Le titre de l'ouvrage est parfaitement illustré par le contenu du texte. La tristesse de l'ethnographe appartient au vaste bilan qui se constitue doucement au cours de l'ouvrage pour devenir de plus en plus lourd vers sa fin. Le message est clair. Tout en voulant éviter le pathos, le chercheur éclaire la vie bariolée de ces populations qui forment la "ligne", la frontière qui progresse dans son invasion progressive du continent américain par les peuples issus d'un occident en expansion. Ils ont leurs misères et leurs joies. Mais la découverte, au creux des forêts, des peuples indiens, fragiles et disséminés, lui donne le sentiment d'un sens cruel de l'histoire : de vastes peuples autrefois soudés ont, pour une raison inconnue, dû migrer. Dans leur voyage, ils gardent comme fragments de puzzle certains éléments de la culture originelle. Le devoir incombe donc d'urgence à l'ethnographe de témoigner de ces sociétés. Malgré tout, le pessimisme donne le ton à l'ouvrage. Lévi-Strauss, pour qui la fraternité humaine et le désir de l'étude sont les valeurs premières, déchiffre un monde dont la marche est plutôt destructrice. Ainsi le début du livre, qui décrit l'espace sur-saturé et la lutte impitoyable pour les richesses matérielles, correspond-il à la fin comme une sorte de testament à l'usage des générations futures, pour les ethnographes de demain.
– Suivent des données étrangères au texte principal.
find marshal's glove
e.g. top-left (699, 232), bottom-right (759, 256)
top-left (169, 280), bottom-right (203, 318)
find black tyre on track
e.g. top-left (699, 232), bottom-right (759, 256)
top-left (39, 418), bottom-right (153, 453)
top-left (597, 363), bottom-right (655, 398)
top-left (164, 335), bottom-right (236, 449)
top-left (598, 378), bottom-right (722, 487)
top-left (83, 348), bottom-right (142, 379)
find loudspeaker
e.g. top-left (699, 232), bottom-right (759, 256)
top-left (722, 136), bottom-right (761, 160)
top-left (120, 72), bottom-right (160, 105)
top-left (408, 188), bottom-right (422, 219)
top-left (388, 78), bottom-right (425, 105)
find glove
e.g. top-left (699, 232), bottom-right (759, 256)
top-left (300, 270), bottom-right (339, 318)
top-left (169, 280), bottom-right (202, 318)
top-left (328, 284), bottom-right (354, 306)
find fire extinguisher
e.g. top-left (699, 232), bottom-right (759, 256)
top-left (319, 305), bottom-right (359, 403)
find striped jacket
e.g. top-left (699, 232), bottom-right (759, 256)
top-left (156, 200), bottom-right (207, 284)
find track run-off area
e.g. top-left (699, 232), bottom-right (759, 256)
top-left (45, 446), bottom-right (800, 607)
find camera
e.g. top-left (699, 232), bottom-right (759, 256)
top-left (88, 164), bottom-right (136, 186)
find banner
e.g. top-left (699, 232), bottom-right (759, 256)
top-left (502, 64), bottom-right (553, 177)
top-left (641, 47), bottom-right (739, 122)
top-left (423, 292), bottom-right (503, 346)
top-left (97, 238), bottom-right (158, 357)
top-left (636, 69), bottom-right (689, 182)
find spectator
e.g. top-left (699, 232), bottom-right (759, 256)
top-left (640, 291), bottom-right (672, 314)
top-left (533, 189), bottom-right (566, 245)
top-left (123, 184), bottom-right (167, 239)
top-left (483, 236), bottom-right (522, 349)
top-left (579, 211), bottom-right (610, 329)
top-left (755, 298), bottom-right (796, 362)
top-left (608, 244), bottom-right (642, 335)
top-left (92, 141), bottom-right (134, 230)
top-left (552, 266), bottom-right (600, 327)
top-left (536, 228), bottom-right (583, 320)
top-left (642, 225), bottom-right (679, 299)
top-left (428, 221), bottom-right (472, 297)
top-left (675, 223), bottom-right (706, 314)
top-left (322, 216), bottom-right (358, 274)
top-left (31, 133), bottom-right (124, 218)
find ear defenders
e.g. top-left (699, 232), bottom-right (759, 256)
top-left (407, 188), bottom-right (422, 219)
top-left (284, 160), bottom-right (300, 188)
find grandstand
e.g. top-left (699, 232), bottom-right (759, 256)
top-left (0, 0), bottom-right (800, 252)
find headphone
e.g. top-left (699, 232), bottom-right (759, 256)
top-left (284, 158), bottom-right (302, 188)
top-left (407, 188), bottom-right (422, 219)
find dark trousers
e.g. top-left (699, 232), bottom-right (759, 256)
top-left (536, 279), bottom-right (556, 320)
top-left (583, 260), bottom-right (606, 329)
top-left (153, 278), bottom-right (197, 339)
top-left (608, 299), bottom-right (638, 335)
III. biographie de l'auteur :


Claude Lévi-Strauss, anthropologue français, est né le 28 novembre 1908 à Bruxelles et décédé le 30 octobre 2009 à Paris. Agrégé de philosophie en 1931, il enseigne quelques années cette discipline en lycée, puis se tourne vers l'ethnologie sous l'influence de sa première épouse, Dina Dreyfus, elle aussi ethnologue. Devenu membre d'une mission universitaire au Brésil, il enseigne la sociologie à l'Université de Sao Paulo de 1935 à 1938. Il accomplit alors des séjours d'observation des peuples indigènes dans le Mato Grosso et en Amazonie : il rencontre les groupes Bororo, Nambikwara, Mundé et Tupi. Il analyse le matériel recueilli en adaptant les approches de la linguistique structurale, développant les éléments théoriques qui le rendront célèbre, surtout sur les "structures élémentaires de la parenté" (sa thèse, publiée en 1949). Professeur à la New School for Social Research de New-York (1941-45), il enseigne ensuite au Collège de France (1959-1982). Tristes Tropiques (1955), qui a rencontré un très grand succès, est à la fois un livre de voyages ethnographiques et une méditation philosophique.